Возвращаясь в больницу, я говорила Ксенюшке:

– Не чудесного исцеления я прошу, потому что знаю, что его не будет. Мне бы только возможность ухаживать за ним, возвращаться домой с работы – к нему, чтобы можно было сесть рядом, подержать за руку, рассказать обо всем, что произошло за день. И пускай он даже не будет меня понимать, но ведь он у меня будет!

Ну а дальше… вдруг наступит просветление, медицина ведь не стоит на месте. Я должна отобрать его у смерти. Одной это сделать сложно, но я не одна. Если очень просить, умолять, уговаривать, теребить Бога за полу так, чтобы надоесть ему донельзя, и врачи немного помогут, то он ведь выживет, правда? Он некрещеный, Ксенюшка, ты знаешь, что я не успела его покрестить. Если нельзя просить за некрещеного, то я не за него прошу, а за себя, ведь мне ты можешь помочь? Сохрани его для меня. Он мне нужен, любой. Попроси за меня у Бога, дай возможность крестить его.

Его кровь – его настоящая кровь – оказалась у меня на руках. Никакой мистики: достало, наконец, сил вынуть окровавленную одежду из багажника машины.

Я получила ее в первый же день в больнице – в комнате под названием "Узловая". Видимо, от слова "узел". Правда, не в узле, а в картонной коробке, на которой жирным черным фломастером были выведены фамилия с инициалами, дата 22.01.2011 и номер истории болезни: 3528.

Поставив коробку на пол, я помыла руки и, не вытерев их полотенцем, тут же достала лежавший сверху предмет. Им оказалась куртка.

Она была вся в засохшей крови, от воды на моих руках ткань намокла, и в следующий момент я поняла, что яркие бурые разводы на ладонях – это кровь.

Возвращаться в больницу было рано: утром я там уже была, а до вечера еще есть время. Я включила телевизор, укрылась окровавленной курткой как одеялом и стала смотреть передачу про уссурийских тигров и белоплечих орланов.

Обычно я всегда включала новостной канал, но сегодня это было лишним: во всех новостях и экстренных выпусках нон-стоп крутили кадры взрыва в московском аэропорту. А у меня свой взрыв. Пострадавшие в крайне тяжелом состоянии в реанимации… Когда твой личный болевой порог преодолен, количество болезненных сообщений уже не важно.
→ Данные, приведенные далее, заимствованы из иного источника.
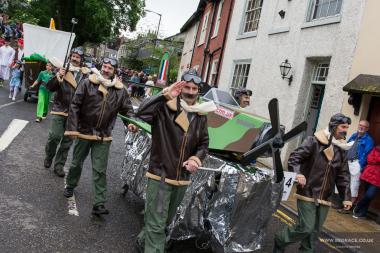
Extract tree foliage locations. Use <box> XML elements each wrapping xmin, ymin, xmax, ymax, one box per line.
<box><xmin>3</xmin><ymin>0</ymin><xmax>145</xmax><ymax>45</ymax></box>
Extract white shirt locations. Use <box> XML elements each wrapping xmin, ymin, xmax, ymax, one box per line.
<box><xmin>0</xmin><ymin>45</ymin><xmax>15</xmax><ymax>66</ymax></box>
Ты не реагируешь на них. Убили, взорвали, в реанимации…

Через два часа и я вновь сяду на свое место – низкий выступ большого больничного окна, так что сейчас – только тигры и орланы.

Хотелось спать. Когда случается беда и не заканчивается разом, а длится, тянется, не прекращается – всегда хочется спать. Это тело включает защитные механизмы, пытаясь отгородиться сном от реальности.

Я закрыла глаза, но не заснула, а стала вспоминать, как в одно из посещений часовни Ксении Блаженной надо мной пролетело несколько птиц. Они летели так низко и медленно, а на кладбище была такая тишина, что я слышала, как шелестят их крылья при каждом взмахе.

И тут же всплыла в памяти новая картинка – наша последняя поездка за город, на 7 ноября, день нашей свадьбы. Тогда я впервые услышала, как кричат журавли. Мы шли по безлюдной улице, вдруг раздался скрежет, словно качались ставни на ветру. Медведь поднял голову и сказал, что это летит на юг клин журавлей. Мне показалось, что их крик было бы правильнее назвать скрипом. "Скрип журавлей" – не очень-то романтично.

Я вспоминала этот серый день, морозный воздух, улетающих птиц, его с поднятой к небу головой. Может, тогда журавли кричали-оплакивали нас? Неужели это никогда не повторится? Будет новый ноябрь, годовщина свадьбы, журавли вновь соберутся на юг, а его уже не будет?..

Нет, я не имею права раскисать, прочь эти мысли! Прочь тяжелый сон-забытье. Я должна бороться.

Еще раз тщательно осмотрела всю одежду, проверила все карманы. Пусто, никакой зацепки.